In [1]:
# Drew on some of this work: https://www.kaggle.com/vsmolyakov/keras-cnn-with-fasttext-embeddings

In [17]:
import pandas as pd
from keras.preprocessing.text import Tokenizer
from keras.preprocessing import sequence
from tqdm import tqdm
from nltk.corpus import stopwords
from nltk.tokenize import RegexpTokenizer 
import os, re, csv, math, codecs
import numpy as np
from keras.layers import Dense, Embedding, Conv1D, MaxPooling1D, GlobalMaxPooling1D, Dropout
from keras.models import Sequential
from keras import regularizers, optimizers
from keras.callbacks import EarlyStopping

In [3]:
nyt_df = pd.read_csv('../data/nyt_ts_headline.csv', index_col=0)
breitbart_df = pd.read_csv('../data/breitbart_ts_headline.csv', index_col=0)

In [4]:
nyt_df.head()

Unnamed: 0,headline
2016-01-01T00:00:00Z,The Week on Instagram
2016-01-01T22:00:56Z,Mass Master
2016-01-01T21:17:09Z,Friday Night Music: More Wild Reeds
2016-01-01T00:00:00Z,Our Favorite Styles Photos of 2015
2016-01-01T19:10:36Z,Wishes for the New Year


In [5]:
MAX_NB_WORDS = 100000
tokenizer = RegexpTokenizer(r'\w+')
stop_words = set(stopwords.words('english'))

In [6]:
print('loading word embeddings...')
embeddings_index = {}
f = codecs.open('./wiki-news-300d-1M.vec', encoding='utf-8')
i = 0
for line in tqdm(f):
    if i != 0:
        values = line.rstrip().rsplit(' ')
        word = values[0]
        coefs = np.asarray(values[1:], dtype='float32')
        embeddings_index[word] = coefs
    i += 1
f.close()
print('found %s word vectors' % len(embeddings_index))

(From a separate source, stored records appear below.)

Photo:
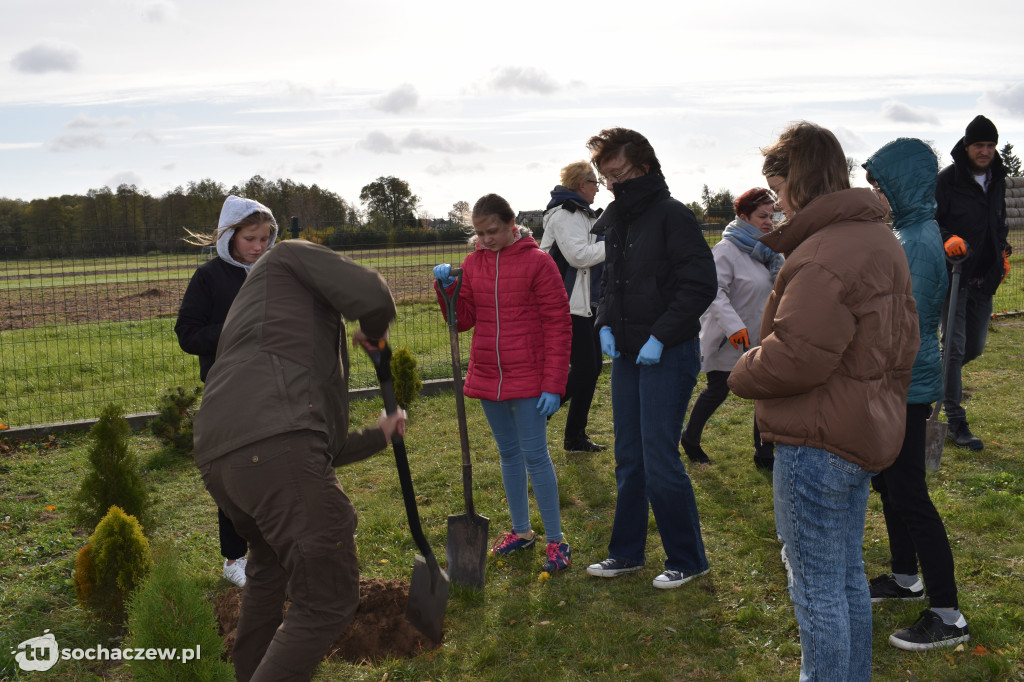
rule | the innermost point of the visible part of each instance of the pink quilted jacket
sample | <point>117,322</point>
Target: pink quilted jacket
<point>516,301</point>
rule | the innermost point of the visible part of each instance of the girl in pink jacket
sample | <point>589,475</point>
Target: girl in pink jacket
<point>518,364</point>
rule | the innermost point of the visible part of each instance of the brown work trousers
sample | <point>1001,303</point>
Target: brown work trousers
<point>284,498</point>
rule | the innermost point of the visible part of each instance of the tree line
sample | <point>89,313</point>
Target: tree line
<point>129,220</point>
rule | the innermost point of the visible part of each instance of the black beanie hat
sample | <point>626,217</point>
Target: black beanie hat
<point>980,130</point>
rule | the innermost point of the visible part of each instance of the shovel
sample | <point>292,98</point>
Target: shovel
<point>935,431</point>
<point>467,543</point>
<point>429,588</point>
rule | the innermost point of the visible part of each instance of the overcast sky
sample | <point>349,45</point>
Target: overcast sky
<point>463,98</point>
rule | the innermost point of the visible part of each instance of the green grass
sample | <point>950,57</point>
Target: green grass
<point>734,624</point>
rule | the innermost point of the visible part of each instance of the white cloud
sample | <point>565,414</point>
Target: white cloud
<point>1010,98</point>
<point>84,121</point>
<point>445,167</point>
<point>523,79</point>
<point>244,150</point>
<point>45,59</point>
<point>418,139</point>
<point>901,113</point>
<point>76,142</point>
<point>160,11</point>
<point>378,142</point>
<point>402,98</point>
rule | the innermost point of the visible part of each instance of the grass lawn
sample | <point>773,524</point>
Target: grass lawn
<point>734,624</point>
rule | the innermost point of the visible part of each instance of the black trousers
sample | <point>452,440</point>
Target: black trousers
<point>585,368</point>
<point>915,529</point>
<point>232,546</point>
<point>710,399</point>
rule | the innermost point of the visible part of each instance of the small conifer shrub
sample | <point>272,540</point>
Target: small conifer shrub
<point>407,378</point>
<point>170,609</point>
<point>173,423</point>
<point>113,476</point>
<point>112,565</point>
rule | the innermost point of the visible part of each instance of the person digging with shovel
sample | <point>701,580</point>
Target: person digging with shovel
<point>903,173</point>
<point>272,426</point>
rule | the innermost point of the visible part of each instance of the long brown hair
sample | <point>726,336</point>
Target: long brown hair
<point>810,159</point>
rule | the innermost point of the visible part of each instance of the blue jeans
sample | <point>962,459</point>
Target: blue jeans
<point>974,310</point>
<point>521,435</point>
<point>648,405</point>
<point>820,503</point>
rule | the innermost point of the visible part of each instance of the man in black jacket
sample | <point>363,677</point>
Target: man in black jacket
<point>972,217</point>
<point>658,279</point>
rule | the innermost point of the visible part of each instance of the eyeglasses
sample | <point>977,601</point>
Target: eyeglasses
<point>611,178</point>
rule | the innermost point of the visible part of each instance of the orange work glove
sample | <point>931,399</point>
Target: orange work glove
<point>955,246</point>
<point>739,340</point>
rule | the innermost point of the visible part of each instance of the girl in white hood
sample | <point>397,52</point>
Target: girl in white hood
<point>245,231</point>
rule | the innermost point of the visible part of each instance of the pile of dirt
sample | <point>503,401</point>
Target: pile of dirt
<point>378,631</point>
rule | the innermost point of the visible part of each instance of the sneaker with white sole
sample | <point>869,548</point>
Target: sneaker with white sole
<point>885,587</point>
<point>612,567</point>
<point>929,632</point>
<point>236,572</point>
<point>673,579</point>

766it [00:00, 7655.32it/s]

loading word embeddings...


999995it [01:44, 9588.25it/s] 

found 999994 word vectors





In [7]:
nyt_df['y'] = [[1, 0]] * len(nyt_df)
breitbart_df['y'] = [[0, 1]] * len(breitbart_df)
df_all = pd.concat([nyt_df, breitbart_df], ignore_index=True)
df_all = df_all.sample(frac=1., random_state=42)

In [8]:
df_all['cleaned'] = df_all['headline'].apply(lambda x: 
                            ' '.join([word for word in tokenizer.tokenize(x) 
                             if word not in stop_words]))

In [9]:
df_all.head()

Unnamed: 0,headline,y,cleaned
224829,Chicago Cubs Award Controversial Fan Steve Bar...,"[0, 1]",Chicago Cubs Award Controversial Fan Steve Bar...
296055,"Carpetbagging: Norman Lear, Hollywood Producer...","[0, 1]",Carpetbagging Norman Lear Hollywood Producer W...
260125,Donald Trump: Missing FBI Texts ‘One of the Bi...,"[0, 1]",Donald Trump Missing FBI Texts One Biggest Sto...
12328,Classical Music Listings for Feb. 19-25,"[1, 0]",Classical Music Listings Feb 19 25
261893,Germany Revealed as Biggest EU Rule Breaker as...,"[0, 1]",Germany Revealed Biggest EU Rule Breaker Bloc ...


In [39]:
max_seq_len = 20

tokenizer = Tokenizer(num_words=MAX_NB_WORDS, lower=True, char_level=False)
tokenizer.fit_on_texts(df_all['cleaned'])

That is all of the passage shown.